The server_name must be specified if the LXD server certificate does not contain the same host name as used in the targets list. To verify this, open server.crt and check the Subject Alternative Name (SAN) section.

For example, assume that server.crt has the following content:

~$ openssl x509 -noout -text -in /var/snap/prometheus/common/tls/server.crt
... X509v3 Subject Alternative Name: DNS:foo, IP Address:127.0.0.1, IP Address:0:0:0:0:0:0:0:1...

Since the Subject Alternative Name (SAN) list doesn’t include the host name provided in the targets list (foo.example.com), you must override the name used for comparison using the server_name directive.
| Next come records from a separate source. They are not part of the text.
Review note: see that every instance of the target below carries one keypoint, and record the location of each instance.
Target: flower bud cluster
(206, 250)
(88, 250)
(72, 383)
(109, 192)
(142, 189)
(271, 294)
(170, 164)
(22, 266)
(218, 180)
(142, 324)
Here is an example of a prometheus.yml configuration where multiple jobs are used to scrape the metrics of multiple LXD servers:

global:
  # How frequently to scrape targets by default. The Prometheus default value is 1m.
  scrape_interval: 15s

scrape_configs:
  # abydos, langara and orilla are part of a single cluster (called `hdc` here)
  # initially bootstrapped by abydos which is why all 3 targets
  # share the same `ca_file` and `server_name`. That `ca_file` corresponds
  # to the `/var/snap/lxd/common/lxd/cluster.crt` file found on every member of
  # the LXD cluster.
  #
  # Note: When using a certificate restricted to multiple projects,
  #       use the `project` param to only scrape a specific project or projects.
  #       Otherwise, omit it to return the metrics for all the accessible
  #       projects in one scrape.
  #
  # Note: Each member of the cluster only provides metrics for instances it runs
  #       locally. This is why the `lxd-hdc` cluster lists 3 targets.
  - job_name: "lxd-hdc"
    metrics_path: '/1.0/metrics'
    params:
      # If no project parameter is defined, by default, metrics for all
      # accessible projects are returned.
      project: ['jdoe']
    scheme: 'https'
    static_configs:
      - targets:
        - 'abydos.hosts.example.net:8444'
        - 'langara.hosts.example.net:8444'
        - 'orilla.hosts.example.net:8444'
    tls_config:
      ca_file: 'tls/abydos.crt'
      cert_file: 'tls/metrics.crt'
      key_file: 'tls/metrics.key'
      server_name: 'abydos'

  # jupiter, mars and saturn are 3 standalone LXD servers.
  # Note: only the `default` project is used on them, so it is not specified.
  - job_name: "lxd-jupiter"
    metrics_path: '/1.0/metrics'
    scheme: 'https'
    static_configs:
      - targets: ['jupiter.example.com:9101']
    tls_config:
      ca_file: 'tls/jupiter.crt'
      cert_file: 'tls/metrics.crt'
      key_file: 'tls/metrics.key'
      server_name: 'jupiter'

  - job_name: "lxd-mars"
    metrics_path: '/1.0/metrics'
    scheme: 'https'
    static_configs:
      - targets: ['mars.example.com:9101']
    tls_config:
      ca_file: 'tls/mars.crt'
      cert_file: 'tls/metrics.crt'
      key_file: 'tls/metrics.key'
      server_name: 'mars'

  - job_name: "lxd-saturn"
    metrics_path: '/1.0/metrics'
    scheme: 'https'
    static_configs:
      - targets: ['saturn.example.com:9101']
    tls_config:
      ca_file: 'tls/saturn.crt'
      cert_file: 'tls/metrics.crt'
      key_file: 'tls/metrics.key'
      server_name: 'saturn'

After editing the configuration, restart Prometheus (snap restart prometheus if using the snap, otherwise systemctl restart prometheus) to start scraping.